饭团笑嘻嘻的:“妈咪,我就说了一定能过的,我是不是很棒的?”
白星依没有忍住揉搓着饭团的小脸蛋:“是真的很棒。”
晚餐。
白星依吃完便去书房开始工作,刚打开电话就接到了合作的婚纱店店长的电话:“西柠,你又来单子了,最近有时间设计吧?对方可是点明要你来。”
她有些意外:“南城谁要结婚?”
怎么一点消息都没有。
有钱能订做她婚纱的人,绝对是大户人家。
“林家。”
白星依听着她这么说话,心口瞬间紧了紧,林家只有林菀婉一个女孩,那么她要嫁给谁呢?
她的心脏已经乱了节奏,慌得不行,但声音里面佯装着风轻云淡:“她要嫁给谁?”
“战家的人。”
白星依错愕,下意识的还以为林菀婉是要跟战少霆复婚了,心里堵得十分的不舒服,在得知的一瞬间,她感觉有种呼吸不上来的感觉。

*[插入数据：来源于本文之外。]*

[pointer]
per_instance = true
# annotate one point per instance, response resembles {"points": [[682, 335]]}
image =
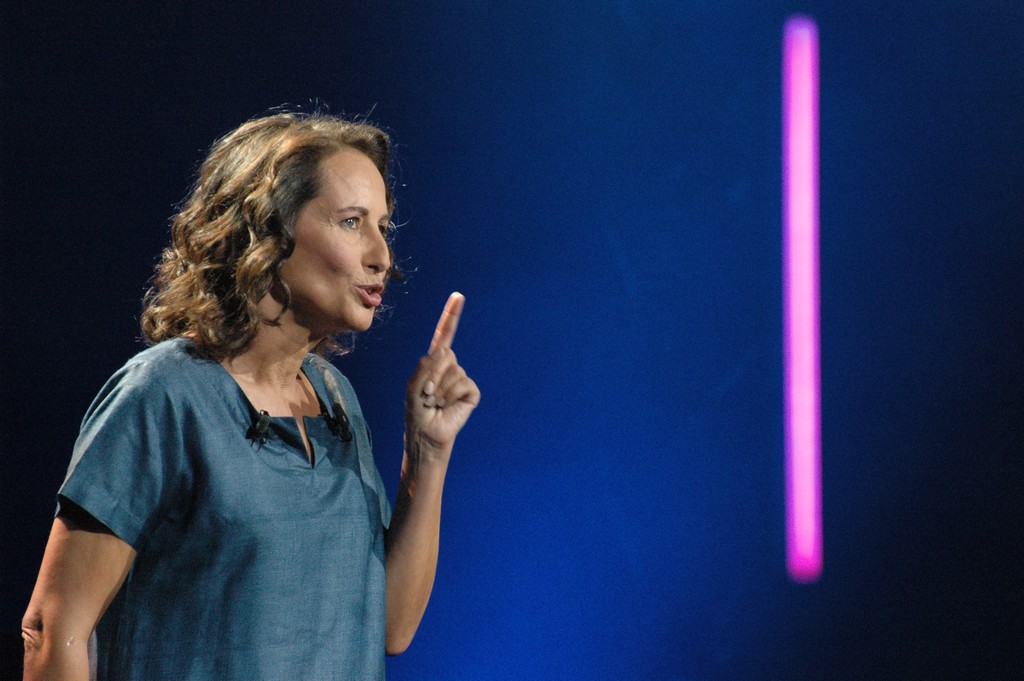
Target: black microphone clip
{"points": [[258, 430], [338, 423]]}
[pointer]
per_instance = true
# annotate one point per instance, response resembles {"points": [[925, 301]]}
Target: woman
{"points": [[222, 516]]}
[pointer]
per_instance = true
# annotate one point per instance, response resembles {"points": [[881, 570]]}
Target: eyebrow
{"points": [[358, 209]]}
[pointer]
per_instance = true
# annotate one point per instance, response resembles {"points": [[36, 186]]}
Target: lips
{"points": [[371, 294]]}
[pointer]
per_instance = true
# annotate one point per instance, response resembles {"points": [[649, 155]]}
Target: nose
{"points": [[377, 257]]}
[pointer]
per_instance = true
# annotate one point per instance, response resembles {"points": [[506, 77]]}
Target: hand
{"points": [[439, 396]]}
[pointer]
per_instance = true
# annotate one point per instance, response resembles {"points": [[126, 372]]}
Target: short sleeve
{"points": [[128, 458]]}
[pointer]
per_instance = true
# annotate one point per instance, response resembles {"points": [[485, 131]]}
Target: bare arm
{"points": [[84, 566], [438, 400]]}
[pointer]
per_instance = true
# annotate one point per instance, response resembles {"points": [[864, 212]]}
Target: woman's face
{"points": [[336, 271]]}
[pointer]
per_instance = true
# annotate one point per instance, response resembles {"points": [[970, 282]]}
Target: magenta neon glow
{"points": [[801, 299]]}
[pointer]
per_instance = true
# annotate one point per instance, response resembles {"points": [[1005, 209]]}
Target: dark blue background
{"points": [[602, 181]]}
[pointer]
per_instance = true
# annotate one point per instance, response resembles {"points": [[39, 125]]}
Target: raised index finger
{"points": [[444, 333]]}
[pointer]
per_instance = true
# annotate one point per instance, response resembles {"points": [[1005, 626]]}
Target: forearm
{"points": [[84, 566], [413, 546], [54, 655]]}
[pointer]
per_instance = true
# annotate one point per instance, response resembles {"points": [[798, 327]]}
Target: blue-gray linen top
{"points": [[252, 562]]}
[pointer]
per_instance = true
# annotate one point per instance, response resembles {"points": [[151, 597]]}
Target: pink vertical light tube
{"points": [[801, 299]]}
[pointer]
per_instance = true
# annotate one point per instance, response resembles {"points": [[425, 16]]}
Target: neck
{"points": [[273, 358]]}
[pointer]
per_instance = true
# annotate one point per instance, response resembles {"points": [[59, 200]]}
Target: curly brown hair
{"points": [[237, 228]]}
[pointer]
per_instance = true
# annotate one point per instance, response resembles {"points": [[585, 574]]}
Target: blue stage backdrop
{"points": [[601, 180]]}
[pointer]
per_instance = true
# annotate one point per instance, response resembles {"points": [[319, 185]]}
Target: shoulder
{"points": [[336, 383], [167, 371]]}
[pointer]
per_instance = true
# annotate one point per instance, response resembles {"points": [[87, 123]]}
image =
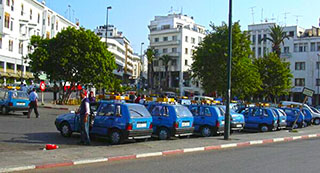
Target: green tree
{"points": [[150, 56], [277, 37], [74, 55], [165, 61], [210, 62], [275, 75]]}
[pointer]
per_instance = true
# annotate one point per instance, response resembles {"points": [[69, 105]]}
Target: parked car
{"points": [[115, 120], [170, 120], [11, 100], [208, 120], [260, 118]]}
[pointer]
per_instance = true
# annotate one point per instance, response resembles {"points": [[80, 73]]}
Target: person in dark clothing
{"points": [[84, 111]]}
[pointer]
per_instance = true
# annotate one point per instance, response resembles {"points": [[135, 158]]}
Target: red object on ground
{"points": [[51, 147]]}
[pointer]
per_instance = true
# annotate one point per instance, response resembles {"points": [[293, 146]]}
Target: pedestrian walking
{"points": [[84, 111], [33, 98]]}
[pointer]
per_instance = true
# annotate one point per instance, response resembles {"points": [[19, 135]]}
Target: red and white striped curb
{"points": [[155, 154]]}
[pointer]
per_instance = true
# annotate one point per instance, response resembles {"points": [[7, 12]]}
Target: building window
{"points": [[299, 82], [6, 20], [300, 66], [193, 40], [21, 47], [318, 82], [22, 8], [10, 45], [313, 47], [286, 49], [165, 50], [174, 38], [30, 14]]}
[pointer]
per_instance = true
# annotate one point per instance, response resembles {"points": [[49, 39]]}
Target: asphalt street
{"points": [[292, 157]]}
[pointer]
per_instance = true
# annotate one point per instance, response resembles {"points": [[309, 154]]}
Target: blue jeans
{"points": [[84, 130]]}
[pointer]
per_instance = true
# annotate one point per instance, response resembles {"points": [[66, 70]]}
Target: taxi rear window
{"points": [[138, 111]]}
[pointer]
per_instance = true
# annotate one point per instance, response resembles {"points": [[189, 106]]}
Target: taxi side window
{"points": [[195, 111]]}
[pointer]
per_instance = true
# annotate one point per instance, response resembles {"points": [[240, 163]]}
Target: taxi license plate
{"points": [[21, 104], [184, 124], [141, 125]]}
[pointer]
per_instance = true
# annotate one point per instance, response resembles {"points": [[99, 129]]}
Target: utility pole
{"points": [[227, 116]]}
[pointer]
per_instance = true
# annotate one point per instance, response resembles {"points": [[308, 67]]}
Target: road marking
{"points": [[256, 142], [149, 154], [278, 139], [79, 162], [228, 145], [193, 149], [20, 168]]}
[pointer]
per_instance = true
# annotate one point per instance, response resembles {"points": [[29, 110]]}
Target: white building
{"points": [[121, 48], [19, 20], [301, 50], [178, 36]]}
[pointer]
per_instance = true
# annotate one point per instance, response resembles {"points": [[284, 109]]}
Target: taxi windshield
{"points": [[19, 95], [138, 111], [182, 111]]}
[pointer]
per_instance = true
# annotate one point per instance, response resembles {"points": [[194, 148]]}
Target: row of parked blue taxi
{"points": [[119, 121]]}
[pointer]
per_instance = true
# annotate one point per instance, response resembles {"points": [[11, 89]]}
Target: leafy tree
{"points": [[165, 61], [210, 62], [275, 75], [76, 56], [150, 56], [277, 36]]}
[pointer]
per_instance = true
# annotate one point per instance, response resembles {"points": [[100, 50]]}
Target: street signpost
{"points": [[42, 88], [308, 93]]}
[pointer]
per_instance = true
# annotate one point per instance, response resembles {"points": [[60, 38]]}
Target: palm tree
{"points": [[150, 56], [165, 61], [277, 37]]}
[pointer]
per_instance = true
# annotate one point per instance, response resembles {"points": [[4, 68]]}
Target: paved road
{"points": [[292, 157]]}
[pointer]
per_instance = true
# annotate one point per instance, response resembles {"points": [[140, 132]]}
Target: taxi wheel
{"points": [[163, 134], [264, 128], [206, 131], [4, 110], [116, 137], [65, 129], [316, 121]]}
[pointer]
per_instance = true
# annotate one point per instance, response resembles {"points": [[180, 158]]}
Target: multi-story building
{"points": [[19, 20], [178, 36], [121, 48], [302, 50]]}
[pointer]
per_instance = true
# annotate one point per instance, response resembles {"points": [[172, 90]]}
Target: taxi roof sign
{"points": [[307, 92]]}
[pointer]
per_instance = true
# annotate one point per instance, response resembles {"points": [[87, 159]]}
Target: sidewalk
{"points": [[26, 160]]}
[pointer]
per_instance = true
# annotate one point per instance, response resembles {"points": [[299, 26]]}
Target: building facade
{"points": [[178, 36], [19, 20], [302, 50], [121, 48]]}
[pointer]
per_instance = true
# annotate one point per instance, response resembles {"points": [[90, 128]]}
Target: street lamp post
{"points": [[108, 8]]}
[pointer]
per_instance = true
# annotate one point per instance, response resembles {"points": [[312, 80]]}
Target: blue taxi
{"points": [[260, 118], [11, 100], [171, 120], [208, 120], [116, 120], [292, 114]]}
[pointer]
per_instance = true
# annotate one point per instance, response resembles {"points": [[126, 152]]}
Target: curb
{"points": [[157, 154]]}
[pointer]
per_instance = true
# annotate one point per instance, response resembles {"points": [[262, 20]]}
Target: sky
{"points": [[132, 17]]}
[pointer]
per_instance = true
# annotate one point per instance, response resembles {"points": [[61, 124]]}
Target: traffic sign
{"points": [[42, 86], [307, 92]]}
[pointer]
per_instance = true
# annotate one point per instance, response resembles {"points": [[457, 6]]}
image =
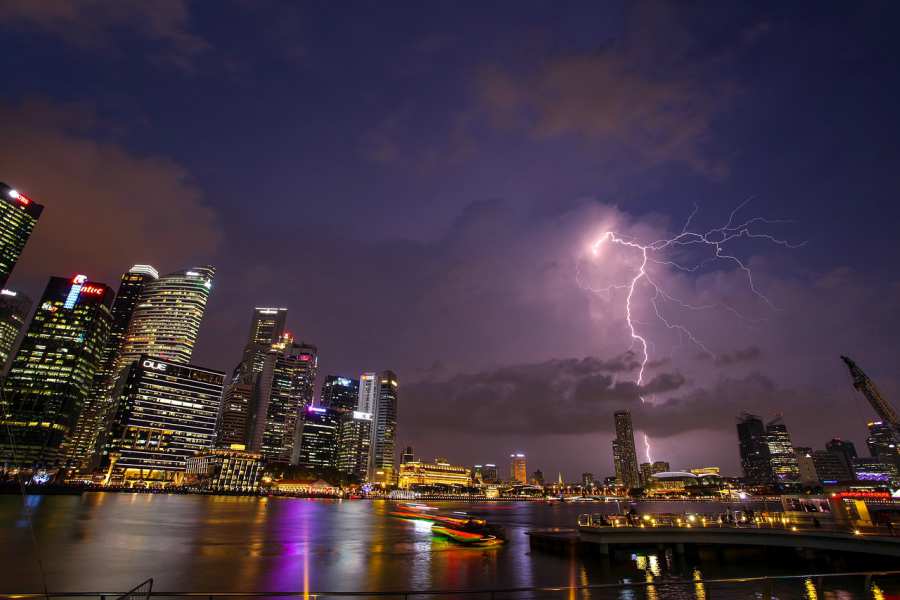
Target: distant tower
{"points": [[754, 448], [518, 470], [624, 453], [18, 215], [51, 375], [865, 385], [166, 320]]}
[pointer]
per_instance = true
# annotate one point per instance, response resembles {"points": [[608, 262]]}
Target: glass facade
{"points": [[18, 215], [51, 375], [165, 413]]}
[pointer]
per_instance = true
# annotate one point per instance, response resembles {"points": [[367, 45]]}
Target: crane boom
{"points": [[865, 385]]}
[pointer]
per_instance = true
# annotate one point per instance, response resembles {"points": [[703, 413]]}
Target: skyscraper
{"points": [[14, 309], [94, 422], [165, 413], [754, 449], [882, 441], [782, 459], [166, 320], [267, 326], [518, 468], [340, 393], [319, 436], [382, 465], [624, 453], [18, 215], [285, 388], [51, 375]]}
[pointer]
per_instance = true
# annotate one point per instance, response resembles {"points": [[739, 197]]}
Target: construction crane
{"points": [[865, 385]]}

对方好长时间没有听到白星依的声音,有些疑惑:“西柠,你在听吗?”
白星依牙齿咬着腮帮子的肉,以此来恢复理智,她嗯了一声:“在听的琳姐。”
“那你有时间吗?”
她万般犹豫下还是接了这个单子,要是做好的话,到时候进账是一笔很可观的收入。
“有时间,但是我不想跟对方见面,到时候她的要求咱们远程沟通好吗?”
“可以。”
挂断电话,白星依甚至没有心情工作,心情只觉得烦躁的厉害,这种感觉真的是太难受了,压抑的厉害,索性放下工作。